«Nach einem langen Tag im Büro leide ich abends oft an Nackenverspannungen. Wie kann ich diese behandeln beziehungsweise vorbeugen?»

Christoph Moser
Eidg. dipl. Drogist und Geschäftsinhaber
Verspannungen im Nacken entstehen meist durch eine Überbeanspruchung der Muskulatur. Verursacht wird diese in der Regel durch Fehlhaltungen im Schlaf oder am Arbeitsplatz – langes Sitzen im Büro, am Computer oder am Handy –, mangelnde Bewegung, Zugluft oder psychische Belastungen wie Stress. Auslöser für Nackenverspannungen können allerdings auch ein Schleudertrauma, Zerrungen sowie rheumatische Erkrankungen sein. Typische Symptome sind ein steifer Hals, eingeschränkte Beweglichkeit, Schmerzen im Schulter-Arm-Bereich, Spannungskopfschmerzen, Schwindel oder sogar Sehstörungen.
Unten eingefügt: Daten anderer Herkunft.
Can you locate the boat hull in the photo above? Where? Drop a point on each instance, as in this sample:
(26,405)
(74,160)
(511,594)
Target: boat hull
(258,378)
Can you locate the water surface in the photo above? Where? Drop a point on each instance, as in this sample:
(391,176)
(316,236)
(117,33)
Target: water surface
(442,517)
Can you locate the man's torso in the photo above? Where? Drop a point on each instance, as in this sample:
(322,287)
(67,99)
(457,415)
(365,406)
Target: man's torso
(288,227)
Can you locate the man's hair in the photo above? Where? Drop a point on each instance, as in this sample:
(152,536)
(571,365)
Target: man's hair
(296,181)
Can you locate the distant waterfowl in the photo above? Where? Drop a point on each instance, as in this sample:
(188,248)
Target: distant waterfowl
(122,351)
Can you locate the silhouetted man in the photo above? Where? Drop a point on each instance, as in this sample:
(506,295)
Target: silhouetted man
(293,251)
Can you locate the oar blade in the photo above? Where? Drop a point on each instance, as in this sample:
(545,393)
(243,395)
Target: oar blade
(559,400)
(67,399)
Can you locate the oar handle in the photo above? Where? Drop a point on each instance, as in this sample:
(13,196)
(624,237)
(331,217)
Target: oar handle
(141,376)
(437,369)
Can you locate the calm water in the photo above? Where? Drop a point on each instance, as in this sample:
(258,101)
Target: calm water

Jetzt im Winter treten Nackenverspannungen häufiger auf. Der Grund dafür ist die Tatsache, dass die Muskeln sich bei Kälte mehr verkrampfen und die Durchblutung vermindert ist.
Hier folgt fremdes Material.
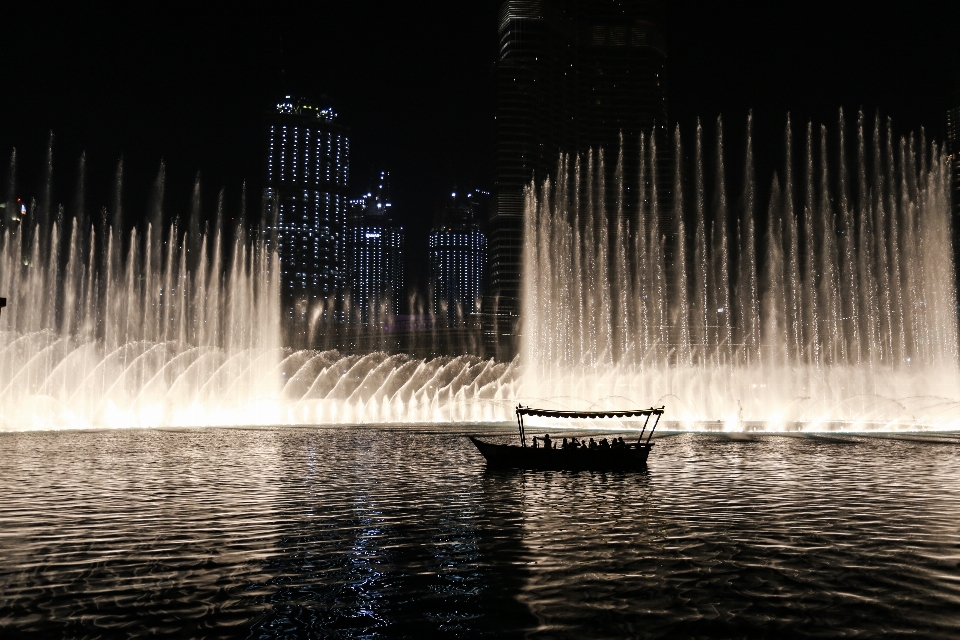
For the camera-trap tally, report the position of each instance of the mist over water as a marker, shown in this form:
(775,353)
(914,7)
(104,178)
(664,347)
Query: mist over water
(829,306)
(177,323)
Um die Beschwerden zu lindern, eignet sich Wärmetherapie sehr gut. Zur äusserlichen Anwendung empfehlen sich etwa spezifische, leicht wärmende Emulsionen aus der Drogerie oder Apotheke. Sie vermitteln ein angenehmes Wärmegefühl und helfen Schmerzen und Verhärtungen der Muskeln zu lindern. Auch schmerzstillende, durchblutungsfördernde oder wärmende Pflaster sind eine Therapiemöglichkeit. Dazu kommen die klassischen Hausmittel: Kartoffel- oder Heublumenwickel, Wärmeflaschen, Traubenkernkissen oder warme Duschen. Hilfreich können zudem Kinesio-Tapes sein, welche die Durchblutung in den verhärteten Bereichen verbessern sowie den schmerzenden Nacken stützen und damit entlasten. Ebenso können ein wärmendes Bad, Stretching oder ein leichtes Krafttraining helfen. Ich rate dazu, nur im Akutfall und kurzfristig zu Schmerzmitteln zu greifen.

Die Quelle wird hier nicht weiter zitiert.